In the meantime, in a fuel cell produced using a polymer electrolyte and a polymer electrolyte membrane in an electrode layer, it would be an important factor for enhancing power generation performance to allow a cation generated at the cathode to be efficiently and quickly conducted from the polymer electrolyte to the electrolyte membrane, and further to the anode via the polymer electrode membrane. Therefore, since a polymer electrolyte with superior cation conductivity is preferred, the content of protonic acid groups typified by a sulfonic acid group in the polymer electrolyte is preferably as high as possible.

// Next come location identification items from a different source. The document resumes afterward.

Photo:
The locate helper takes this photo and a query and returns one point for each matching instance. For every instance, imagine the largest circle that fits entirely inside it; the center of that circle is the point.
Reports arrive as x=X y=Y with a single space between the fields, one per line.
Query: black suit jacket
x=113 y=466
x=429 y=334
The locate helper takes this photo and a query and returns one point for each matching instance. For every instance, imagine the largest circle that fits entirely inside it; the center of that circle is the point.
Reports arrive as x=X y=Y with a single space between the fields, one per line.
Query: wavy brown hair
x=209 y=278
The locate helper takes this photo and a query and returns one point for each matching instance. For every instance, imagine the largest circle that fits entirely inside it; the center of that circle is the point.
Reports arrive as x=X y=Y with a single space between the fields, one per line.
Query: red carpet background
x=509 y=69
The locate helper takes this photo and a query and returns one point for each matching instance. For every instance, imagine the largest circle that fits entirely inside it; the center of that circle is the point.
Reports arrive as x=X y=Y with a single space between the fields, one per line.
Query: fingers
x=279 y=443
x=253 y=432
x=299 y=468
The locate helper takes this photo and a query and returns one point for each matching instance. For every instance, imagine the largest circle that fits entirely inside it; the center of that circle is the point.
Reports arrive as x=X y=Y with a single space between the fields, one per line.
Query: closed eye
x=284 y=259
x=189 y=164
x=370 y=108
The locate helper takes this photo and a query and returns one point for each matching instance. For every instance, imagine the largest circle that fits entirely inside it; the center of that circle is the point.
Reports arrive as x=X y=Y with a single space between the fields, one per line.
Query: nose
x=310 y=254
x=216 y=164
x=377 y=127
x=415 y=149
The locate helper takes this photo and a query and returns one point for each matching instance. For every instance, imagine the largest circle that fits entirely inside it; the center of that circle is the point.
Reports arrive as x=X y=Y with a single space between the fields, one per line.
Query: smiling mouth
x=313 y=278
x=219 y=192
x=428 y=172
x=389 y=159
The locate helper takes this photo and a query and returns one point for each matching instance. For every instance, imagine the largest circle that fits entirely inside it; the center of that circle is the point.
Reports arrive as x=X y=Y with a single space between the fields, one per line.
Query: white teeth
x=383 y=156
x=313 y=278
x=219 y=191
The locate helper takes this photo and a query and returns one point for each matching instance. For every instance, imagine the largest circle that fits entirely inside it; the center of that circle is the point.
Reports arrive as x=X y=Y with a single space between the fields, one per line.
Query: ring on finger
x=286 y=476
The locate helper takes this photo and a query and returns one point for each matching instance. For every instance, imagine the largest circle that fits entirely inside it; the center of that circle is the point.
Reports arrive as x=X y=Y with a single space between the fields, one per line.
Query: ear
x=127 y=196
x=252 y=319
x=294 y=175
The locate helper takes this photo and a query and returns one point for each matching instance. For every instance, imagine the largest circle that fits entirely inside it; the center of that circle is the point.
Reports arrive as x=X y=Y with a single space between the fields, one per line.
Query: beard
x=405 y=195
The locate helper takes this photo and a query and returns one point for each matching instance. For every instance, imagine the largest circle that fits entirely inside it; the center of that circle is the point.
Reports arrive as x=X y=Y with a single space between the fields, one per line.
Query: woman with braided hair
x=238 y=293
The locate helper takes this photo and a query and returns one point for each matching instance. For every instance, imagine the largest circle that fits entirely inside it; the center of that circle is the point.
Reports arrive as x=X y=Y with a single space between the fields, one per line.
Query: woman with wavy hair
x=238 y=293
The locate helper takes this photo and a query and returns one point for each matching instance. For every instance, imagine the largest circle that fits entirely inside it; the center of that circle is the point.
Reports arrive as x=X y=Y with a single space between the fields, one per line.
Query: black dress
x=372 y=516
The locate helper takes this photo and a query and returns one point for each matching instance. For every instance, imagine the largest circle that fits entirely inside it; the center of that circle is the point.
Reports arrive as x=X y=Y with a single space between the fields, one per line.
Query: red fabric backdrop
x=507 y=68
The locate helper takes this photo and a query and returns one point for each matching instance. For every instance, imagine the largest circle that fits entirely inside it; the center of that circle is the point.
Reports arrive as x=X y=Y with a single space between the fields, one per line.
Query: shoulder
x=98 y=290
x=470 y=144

In addition, unless the polymer electrolyte and the electrolyte membrane are used constantly under humid conditions during power generation, the performance may be deteriorated due to the reduction in cation conductivity, and occurrence of polarization. Therefore, many attempts have been made to increase the content of the protonic acid groups in the polymer electrolyte such that sufficient water retentivity is provided, see, for example, Japanese Unexamined Patent Application Publication Nos. 2004-51685, 2005-63778, 2005-139318 and 2005-113051. By thus increasing the water retentivity to indirectly maintain the humid condition, improvement in critical current density, simplification of the humidifier, and improvement of power generation performance can be expected.
However, in cases in which the content of protonic acid groups in the polymer electrolyte is excessively increased, when the polymer electrolyte and the electrolyte membrane come in contact with hot water generated during the solid polymer electrolyte fuel cell power generation, dimensional deformation may be increased by swelling and dissolution may occur. Thus, in a low temperature environment, the electrodes may be detached due to shrinkage of the electrolyte membrane, and the preferable power generation performance may not be achieved. In addition, when the electrolyte membrane is dissolved to form a pinhole, both electrodes may short, so that a phenomenon of failure in power generation may occur. Thus, the content of protonic acid groups in the polymer electrolyte for use in fuel cell is limited, thereby leading to restricted power generation performance.
Accordingly, an object of the present invention is to provide a membrane-electrode assembly for a solid polymer electrolyte fuel cell that exhibits superior dimensional stability to the high temperature of hot water generated on power generation, and that has both excellent power generation performance and durability in a low current environment and a low temperature environment.